We’ve been working hard the last few weeks to get everything finished in order to get our occupancy permit from the township. A few of the key things that are needed to get the permit are the electrical and lighting, smoke detectors, all utilities, the deck and handrail, as well as the interior stairs and handrail. Basically the township is just making sure that everything is safe for us before we can live here. Our goal is to have our occupancy permit within the next week or two.
If you’re new here, my husband Tony and I have been building our own house. This is now week 26, when we installed the stairs and handrail.
The stair installation and handrail finishing were a joint effort between Dovetail Carpentry, Vedder Woodworking, and Tony and myself. Steve from Dovetail carpentry (who was our main contractor for the house) built the stairs off-site, then was able to come to our place and install them. He used paint grade stringers and risers, and plywood treads.
This was such a huge relief for me because it meant we could go down in the basement easily. It was also much safe for the kids to go downstairs.
We kept the stairs like this for a while until we could get around to finish them.
Paint Stringers and Risers
First I primed the risers and the stringers with oil based primer and let it dry for a full day. Then I painted all the risers and the stringers using paint tinted to Benjamin Moore Chantilly Lace. This is the same paint that I will use for all the trim and doors around the house.
Handrail and Treads
Rod Vedder from Vedder Woodworking did all the finishing for us.

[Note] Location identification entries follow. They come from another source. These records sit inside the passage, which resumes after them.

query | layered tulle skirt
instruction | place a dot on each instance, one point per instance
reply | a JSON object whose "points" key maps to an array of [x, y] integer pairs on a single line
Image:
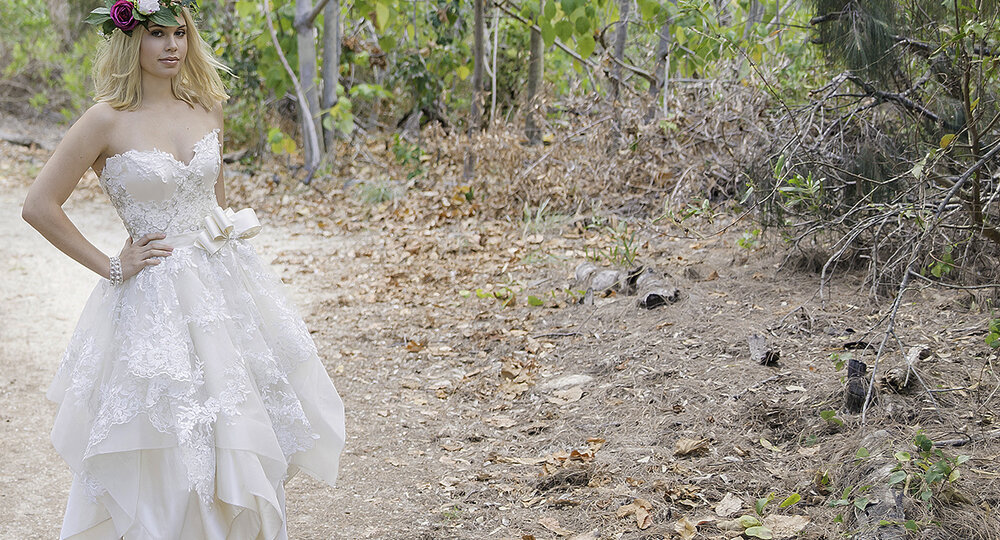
{"points": [[187, 397]]}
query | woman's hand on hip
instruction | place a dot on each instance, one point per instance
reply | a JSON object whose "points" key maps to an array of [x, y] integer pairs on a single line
{"points": [[145, 252]]}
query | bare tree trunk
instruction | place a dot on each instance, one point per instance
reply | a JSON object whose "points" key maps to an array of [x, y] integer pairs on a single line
{"points": [[307, 74], [476, 114], [535, 66], [311, 138], [662, 50], [616, 69], [493, 72], [754, 15], [331, 63]]}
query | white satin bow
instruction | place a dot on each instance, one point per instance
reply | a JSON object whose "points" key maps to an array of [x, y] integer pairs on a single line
{"points": [[223, 225]]}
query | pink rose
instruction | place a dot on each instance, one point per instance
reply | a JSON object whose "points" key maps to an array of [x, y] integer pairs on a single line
{"points": [[122, 16]]}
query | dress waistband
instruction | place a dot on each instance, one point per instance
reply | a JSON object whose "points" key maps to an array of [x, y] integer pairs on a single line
{"points": [[181, 240]]}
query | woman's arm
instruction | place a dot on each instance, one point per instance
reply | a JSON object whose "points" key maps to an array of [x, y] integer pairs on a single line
{"points": [[83, 144], [220, 184]]}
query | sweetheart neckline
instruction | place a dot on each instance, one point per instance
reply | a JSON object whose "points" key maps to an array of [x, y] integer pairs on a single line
{"points": [[155, 150]]}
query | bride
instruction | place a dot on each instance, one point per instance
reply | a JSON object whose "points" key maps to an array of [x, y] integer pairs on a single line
{"points": [[190, 390]]}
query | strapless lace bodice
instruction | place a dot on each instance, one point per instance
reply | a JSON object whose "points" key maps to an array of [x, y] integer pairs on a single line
{"points": [[153, 192]]}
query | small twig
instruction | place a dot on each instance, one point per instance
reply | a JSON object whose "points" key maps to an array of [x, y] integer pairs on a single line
{"points": [[557, 334]]}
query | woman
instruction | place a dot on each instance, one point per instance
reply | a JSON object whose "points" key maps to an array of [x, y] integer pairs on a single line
{"points": [[190, 390]]}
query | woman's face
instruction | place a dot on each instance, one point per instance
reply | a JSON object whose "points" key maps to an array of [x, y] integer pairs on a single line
{"points": [[162, 49]]}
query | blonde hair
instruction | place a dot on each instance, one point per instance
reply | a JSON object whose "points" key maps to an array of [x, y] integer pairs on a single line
{"points": [[118, 78]]}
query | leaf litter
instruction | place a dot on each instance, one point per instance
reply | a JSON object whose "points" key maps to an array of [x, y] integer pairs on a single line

Rod also made our kitchen cabinets so we knew that we would also get great quality with the handrail. He supplied all the treads, newel posts and spindles, and finished them at his shop. For the stairs we wanted something square and simple. The oak Zen collection from Richelieu Hardware was exactly what we wanted. Rod was able to match the color of the stain for the treads and the handrail to our hardwood flooring.
Tony installed all the zen treads by first trimming them down to the right size. He used PL premium heavy duty construction adhesive to glue them in place to the plywood treads, then screwed the treads in from underneath.
Rod also sprayed all the spindles with tinted lacquer that he could match to the Chantilly Lace color. Rod not only pre-finished all the stair components, but he also came for a day to install the handrail.
This is the view of the handrail from the hallway looking towards the front hall and living room.
And here is the view of the stairs and handrail looking up from the front hall into the kitchen and living room. We built a raised bungalow with higher ceilings in the basement than upstairs, so we have six steps going up, and nine steps going down.
One thing we love about these treads is that you can see the end grain on the open side of the stairs. It feels very clean and simple. Rod did such an amazing job of the finishing work, and we couldn’t be happier with how the stairs and handrail turned out.